Pour en revenir au film, la scène d’introduction met le spectateur sur le fait accompli : cela sera épique ou ne sera pas. A la démesure des plans, la bande-sonore fait monter la pression. Encore une fois, John Williams prouvera que sa réputation n’est pas usurpée. Il y a des morceaux de toute beauté qui arrivent à transcrire toutes les émotions que le scénario cherche à provoquer. Chaque minute de ce film nous rapproche vers la fin, forcément tragique. Non, pas la Fin mais seulement une fin intermédiaire pourtant décisive. La première heure du film, quant à elle, ne sert qu’à installer le cadre avant l’acte final.
Dans cette première partie, on représente les différents personnages pour ceux qui dormaient au fond de la salle. On évacue sèchement le Comte Dooku pour faire place à l’une des meilleurs idées de cette trilogie : le Général Grievous ou méchant droïde final. Conçu comme un némésis d’Obi-Wan, il servira surtout de prétexte pour éloigner ce dernier tandis qu’Anakin fait face à des choix cornéliens, laissé seul sur Coruscant. Grievous représente encore une fois un paradoxe très lucasien. Sur le papier, cet adversaire a tout pour être crédible, disposant d’atouts conséquents, son introduction dans le film, son phrasé et son physique hautement aphrodisiaque (ah bon, pas pour vous ?).
Mais, ce qui va pêcher, encore une fois, c’est son traitement. Expéditif et bien trop lacunaire. A l’image finalement de tout le reste.
Anakin, par exemple. L’agonie d’un chevalier Jedi qui perd la confiance progressivement de ses supérieurs, les tourments d’un mari et futur père, la peur d’un homme de perdre ceux qu’il aime, la manipulation d’un mentor et finalement sa chute inexorable en voyant tout ce qu’il craignait arriver ? Tout cela est bien présent.
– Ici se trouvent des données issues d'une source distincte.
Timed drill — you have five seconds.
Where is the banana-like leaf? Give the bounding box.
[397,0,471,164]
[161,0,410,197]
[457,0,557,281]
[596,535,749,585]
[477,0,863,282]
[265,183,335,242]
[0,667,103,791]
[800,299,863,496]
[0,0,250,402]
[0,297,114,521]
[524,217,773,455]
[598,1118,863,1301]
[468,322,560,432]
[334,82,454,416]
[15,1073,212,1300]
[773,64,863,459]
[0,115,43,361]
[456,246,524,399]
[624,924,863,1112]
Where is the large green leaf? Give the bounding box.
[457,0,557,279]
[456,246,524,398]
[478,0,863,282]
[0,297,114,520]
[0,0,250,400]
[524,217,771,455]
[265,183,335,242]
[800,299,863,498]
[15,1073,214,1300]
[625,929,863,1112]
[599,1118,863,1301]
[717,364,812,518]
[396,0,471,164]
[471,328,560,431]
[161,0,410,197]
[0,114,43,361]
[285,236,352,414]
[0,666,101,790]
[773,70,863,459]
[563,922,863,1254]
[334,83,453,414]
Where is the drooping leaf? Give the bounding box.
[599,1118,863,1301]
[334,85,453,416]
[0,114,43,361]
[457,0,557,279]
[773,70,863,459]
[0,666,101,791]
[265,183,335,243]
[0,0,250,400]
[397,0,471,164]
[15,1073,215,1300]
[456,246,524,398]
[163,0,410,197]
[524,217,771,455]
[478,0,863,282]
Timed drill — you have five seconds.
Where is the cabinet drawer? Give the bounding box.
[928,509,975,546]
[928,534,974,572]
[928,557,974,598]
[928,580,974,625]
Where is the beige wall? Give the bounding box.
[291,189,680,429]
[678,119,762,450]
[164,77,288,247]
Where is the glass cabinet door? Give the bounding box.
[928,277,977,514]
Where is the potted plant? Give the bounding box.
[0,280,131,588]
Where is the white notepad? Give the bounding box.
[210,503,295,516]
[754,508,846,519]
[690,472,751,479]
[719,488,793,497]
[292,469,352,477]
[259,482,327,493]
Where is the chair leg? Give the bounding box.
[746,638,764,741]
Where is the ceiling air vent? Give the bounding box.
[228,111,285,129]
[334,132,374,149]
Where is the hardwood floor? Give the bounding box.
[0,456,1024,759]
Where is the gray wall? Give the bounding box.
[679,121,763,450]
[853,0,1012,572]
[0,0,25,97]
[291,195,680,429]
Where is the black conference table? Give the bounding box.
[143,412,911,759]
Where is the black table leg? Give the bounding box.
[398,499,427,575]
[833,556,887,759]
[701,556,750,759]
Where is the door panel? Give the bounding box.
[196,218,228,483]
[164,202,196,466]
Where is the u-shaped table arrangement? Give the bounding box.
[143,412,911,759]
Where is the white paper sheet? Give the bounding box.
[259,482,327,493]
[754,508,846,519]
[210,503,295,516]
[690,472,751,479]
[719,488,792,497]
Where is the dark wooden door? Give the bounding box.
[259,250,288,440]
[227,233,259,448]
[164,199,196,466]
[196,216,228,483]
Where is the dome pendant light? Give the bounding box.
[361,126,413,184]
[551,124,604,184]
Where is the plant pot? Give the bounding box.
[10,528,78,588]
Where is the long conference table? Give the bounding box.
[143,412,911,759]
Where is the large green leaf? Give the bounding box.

Mais pour une trilogie qui avait pour objectif de raconter la vie d’Anakin Skywalker de son enfance à l’avènement de Dark Vador, d’établir un parallèle entre sa chute et celle d’une République où la liberté est sacrifiée pour la sécurité, le développement est assez mince en vérité. L’arc Grievous ne ressemble-t-il pas à cache-sexe sur l’impossibilité de Lucas à disserter sur des sujets « lourds de sens » sans être desservi par un dialogue pitoyable ?
La vraie question, c’est comment une prose de Palpatine lors la proclamation de l’Empire (cadeau : https://www.youtube.com/watch?v=hS57I6swXcc) peut -elle coexister avec ce genre de dialogue ? (re-cadeau : https://www.youtube.com/watch?v=Ak516vtDTEA) C’est purement et simplement incompréhensible. Comme si Lucas sabordait son propre travail. Car oui, si Lucas utilise par exemple le plein potentiel d’Ian Mcdiarmid, impeccable et hallucinant de mimique, le résultat global est assez contrasté.
On en vient à a deuxième promesse de Lucas. Après le spectaculaire, le dérangeant.
Superbement incarné par la quasi-intégralité des dialogues mais aussi par des moments d’anthologie (décidément, je vous gâte : https://www.youtube.com/watch?v=rEq1Z0bjdwc).
Bref, Lucas fait du Lucas.
De très belles scènes sont saccadées et d’autres sont affreusement étirées. Typiquement, deux scènes se distinguent de toute la masse informe. Tout d’abord, la scène de l’opéra où Anakin retrouve le -seulement- Chancelier Palpatine qui a des informations à lui transmettre. Le décor et la bande-sonore installent une pression absolue sur cette entrevue. Rien de violent mais un tel basculement narratif. Voir Palpatine prendre un malin plaisir à torturer psychologiquement Anakin est un régal. Et loin des éclats des batailles spatiales et de la chorégraphie des combats, Star Wars prend aussi tout son sens dans des scènes comme celle-ci. D’ailleurs, connaissez-vous l’histoire de Dark Plagueis le Sage ?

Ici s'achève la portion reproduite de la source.